An unusually large number of DNS lookers could be observed for routine operational reasons, even in the absence of any scrutiny specifically applied for cyber security purposes.
What to do?
PyTorch has already taken action to block this attack, so if you haven’t been hit yet, you almost certainly won’t be now, because of the malware
torchtriton the package on PyPI was replaced by a deliberately “dud” package of the same name.
This means that no one, or any software, has tried to install
torchtriton from PyPI after 2022-12-30T08:38:06Z, whether by accident or design, the malware would not be found.
PyTorch has published a handy list of IoCs, or reconciliation indicatorswhich you can search for throughout your network.

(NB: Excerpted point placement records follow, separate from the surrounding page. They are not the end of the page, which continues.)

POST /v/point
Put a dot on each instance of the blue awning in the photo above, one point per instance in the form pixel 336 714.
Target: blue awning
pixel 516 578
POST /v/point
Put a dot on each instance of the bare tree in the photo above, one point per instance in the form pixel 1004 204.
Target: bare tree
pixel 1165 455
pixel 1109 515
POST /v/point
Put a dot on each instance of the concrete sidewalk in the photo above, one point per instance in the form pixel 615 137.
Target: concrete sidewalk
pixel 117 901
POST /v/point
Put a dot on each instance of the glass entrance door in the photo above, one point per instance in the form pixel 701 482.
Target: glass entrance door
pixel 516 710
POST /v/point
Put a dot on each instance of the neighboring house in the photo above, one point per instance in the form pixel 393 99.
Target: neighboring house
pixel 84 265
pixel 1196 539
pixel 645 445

Remember, as mentioned above, even if almost all users stick to the “stable” version, which was not affected by this attack, you might have developers or enthusiasts who try “nightlies”, even if they use the stable. released as well.
According to PyTorch:
- The malware is installed with the file name
triton. By default, you would expect to find it in the subdirectory
triton/runtimein your Python site packages directory. However, since filenames alone are weak indicators of malware, consider the presence of this file as evidence of danger; do not make it obvious that he is absent.
- The malware in this particular attack has a SHA256 sum
2385b29489cd9e35f92c072780f903ae2e517ed422eae67246ae50a5cc738a0e. Once again, the malware could easily be recompiled to produce a different checksum, so the absence of this file is not a sure sign of health, but you can treat its presence as a sign of infection.
- DNS lookups used to steal data ended with the domain name
H4CK.CFD. If you have network logs that record DNS lookups by name, you can look for this text string as evidence that confidential data has been leaked.
- It appears that the malicious DNS responses went to, and responses, if any, came from a known DNS server
WHEEZY.IO. At the moment, we can’t find any IP numbers associated with that service, and PyTorch hasn’t provided any IP data linking DNS taffic to this malware, so we’re not sure how useful this information is for current threat hunting [2023-01-01T21:05:00Z].
Fortunately, we’re guessing that most PyTorch users won’t be affected by this, either because they don’t use nightly builds, or haven’t been working over the holidays, or both.
But if you’re a PyTorch enthusiast who tinkers with a nightly build, and you’re working over the holidays, then even if you can’t find any clear evidence that you were compromised…
…you might still want to consider generating new SSH key pairs as a precaution, and updating the public keys you uploaded to the various servers you access via SSH.
If you suspect you’ve been compromised, of course, don’t send out those SSH key updates – if you haven’t already, do them now!